Menu
Gildia Pióra na Patronite

W nocy

Naginam swoje myśli do twojego punktu widzenia. Ale czy warto? Czasami przedłużam tę chwilę tuż przed zaśnięciem by wyobrazić sobie dotyk twoich męskich dłoni, zapach pleców, by poczuć twój gorący oddech na mojej szyi, uświadczyć chwili gdy przechodzi dreszcz, przypomnieć sobie pocałunek. Zasypiam snem lekkim, czasem budzę się w środku nocy, jestem niespokojna. Rozglądam się po pustym pokoju w poszukiwaniu twojego cienia, widze księżyc. Z otwartej szafy wystaje rękaw twojej ulubionej koszuli. Wciąż jest na niej twój zapach. Poprawiam poduszkę, zamykam oczy, zasypiam.

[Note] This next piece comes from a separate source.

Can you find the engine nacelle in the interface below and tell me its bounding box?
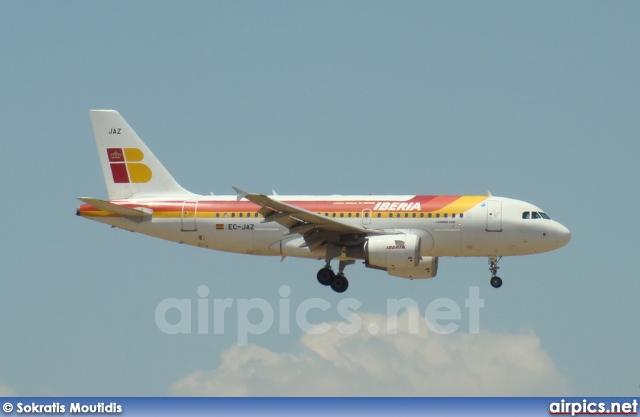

Nie myślę już o Tobie, o sobie, o nikim. Marzę tylko o tym żeby za szybko nie wstało słońce, które jednym zapowiada nowy dzień, mi kolejną walkę...

59 wyświetleń
1 tekst
1 obserwujący
  • PetroBlues

    15 August 2012, 18:10

    Hmm, emocjonalne i zatrzymujące. Nie jest to jednak wiersz Sophie:)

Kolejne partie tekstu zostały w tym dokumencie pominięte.